ABOUT GARZA FAMILY FARMS
From Our Family to Yours
We may be a busy family, owned and operated Apricot Orchard, but here at Garza Family Farms we’re in the business of working hard at making our apricots the best and making special memories. Bring your whole family down to our Orchard located in Gilroy, CA and enjoy good fruit and good company!
How it all started
While Garza Family Farms has been a family owned and operated apricot orchard since 1977, Eddie Garza Sr., the family’s apricot patriarch, has been working with apricots all his life.
In fact, at age eleven he left school to work full time in the orchard, picking fruit like apricots, pears, and prunes.
“As a child I made $9 a day. In those days, Santa Clara Valley was all orchards, from Cupertino to Alum Rock Park to Steven’s Creek Road. Even Steve Jobs's parents had an orchard,” Eddie Sr. recalls.
Surprisingly, when the family acquired the orchard, there were only 500 apricot trees. The others were prunes!
Since then, the orchard has grown into approximately 900 California Blenheim apricot trees, a variety that’s famous for its natural sweetness, spanning ten and a half acres and managed by Eddie Sr. and his children.
Throughout the year
Working in the orchard requires long hours and it’s a yearlong endeavor. January through February are reserved for planting new trees and pruning the existing trees. In the spring, the bloom comes. There are typically three blooms spanning February to March.
If there isn’t enough rain, which is mostly every year in California, we manually water the orchard four times a year by laying massive pipes between each row of trees. This process of laying pipe and moving them down each row takes about 2 weeks.
The pipes can’t stay out for long though, as we must loosen the soil by discing. Discing is a process that happens every three months and lasts a couple weeks once it’s started.

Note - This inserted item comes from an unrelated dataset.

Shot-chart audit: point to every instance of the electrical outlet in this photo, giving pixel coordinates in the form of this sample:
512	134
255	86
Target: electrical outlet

Operating the orchard is a labor of love that doesn’t come without its challenges. Eddie Sr.’s son Eddie says to properly grow apricots, you need to know a lot of different things, such as operating various tractors and forklifts. You also have to be prepared for droughts as there are some years where we’re constantly laying pipes to water the trees.
I remember driving a forklift when I was around 10 years old helping my dad and mom pick up the trays which were full of dried fruit and driving the pallet to the barn so we could scrape them into 4 x 4 bins.
They were long days and a lot of work, but I thought it was pretty cool being able to drive the tractor!
- Eddie Garza Jr.
I remember changing the water pipes with my mom, dad and Eddie when I was 10 or 11 years old. My dad would always change the tees on the trunk and do the larger 4 inch pipe Eddie and I would do the smaller 2 & 3 inch line.
We would try to have fun with it and race each other to see who would could finish their lines first! Of course, I would always win because my mom would help me, girl power!
By the time we were done checking all the lines we were always soaking wet. Usually because someone aimed a sprinkler at the other person!
- Michelle Garza - Rivera
Making Memories
We may be a busy family, but we’re in the business of working hard at making our apricots the best and making special memories.
Our orchard and land is a labor of love and we are happy to share it with you!
We welcome you to bring the whole family down to our orchard, located in Gilroy, and enjoy good fruit, good company and see the labor of love we have cared for all these years.